AncestryDNA also has a disproportionately higher amount of reference samples from people of European heritage. Of the 16,636 samples AncestryDNA uses, more than 65 percent come from people of European ancestry.
Even though Africa is geographically larger than Europe, China, and the U.S. combined, AncestryDNA offers only 33 ethnic regions for people of African descent, while 23andMe has 34 regions. Compare that to the 296 regions AncestryDNA offers for people of European descent, and 23andMe’s 52 regions.
In the case of AncestryDNA, many of these regions include European migrations into America. AncestryDNA’s Europe category lists 173 ethnic regions for European settlements in America. The test does something similar for African Americans, but only 24 of the 33 regions in its Africa category track the lineage of Africans forced into slavery.
How DNA testers are diversifying their data
When asked about how DNA tests are less detailed for non-European people, an AncestryDNA spokesperson told PCWorld that the company plans for its test to include more than 500 regions by early 2019, with a particular focus on African American and Hispanic communities. To improve its test, AncestryDNA is gathering more DNA reference samples from around the world, updating its algorithms, and adding and updating the genetic markers of diverse global populations.

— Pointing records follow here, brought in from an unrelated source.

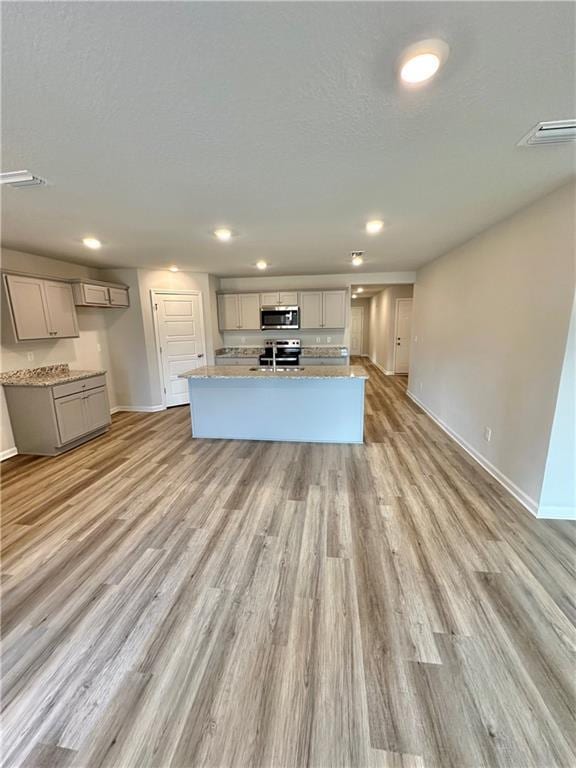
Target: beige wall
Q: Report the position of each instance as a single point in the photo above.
(90, 350)
(382, 320)
(365, 305)
(121, 341)
(489, 336)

“Our company’s history is one of continued evolution and progress and our platform is constantly improving as more and more people participate through AncestryDNA and build family trees,” the spokesperson said.
When 23andMe first offered its ethnicity estimate in 2008, the company included only three regions. Now, it represents 171.
The rapid growth is a testament to how algorithms and big data can quickly improve genetic science. But there’s still more to be done.
To better serve underrepresented DNA groups, 23andMe launched the Global Genetics Project in February of this year to gather more genetic data. If you have a grandparent from one of 59 underrepresented countries, 23andMe provides you with a free test and access to its more than 90 genetic reports.
Joanna Mountain, senior director of research at 23andMe, told PCWorld in an interview that the Global Genetics Project has already exceeded its original two-year goal of collecting 5,000 samples in less than a year.
“We really have captured the genetic diversity of the world in a way that I would never have imagined 20 years ago,” Mountain said.
Mountain said 23andMe is also collaborating with researchers and academics to gather more data and better educate the world about genetic science.
“Many people in this country and beyond have very little understanding of genetics and concerns about privacy,” Mountain said. “So there is a lot of education to be done.”
Mountain said 23andMe noticed early on that there was a bias in its reference sample data because they had more U.S. customers. “We have more representatives of Italy than we have of Devon, [South Africa], for instance, which is not surprising given our customer base.”
But she said that doesn’t always mean 23andMe is less detailed for people of non-European descent. Someone from Mexico could learn about both their indigenous and Spanish ancestry, for example.
“It varies so much from person to person depending on your family’s history,” Mountain said. “You could at a very crude level say that Europeans might get a bit more detail, but that’s going to be very much variable.”
The good news is that 23andMe and AncestryDNA are regularly updating their models to improve the accuracy and detail of their tests.
“We are going to be looking where people get less detail and working to fill those gaps and to provide more detail to as many people as we can,” 23andMe’s Mountain said. “So that’s going to be something we continue to push on in the next five years.”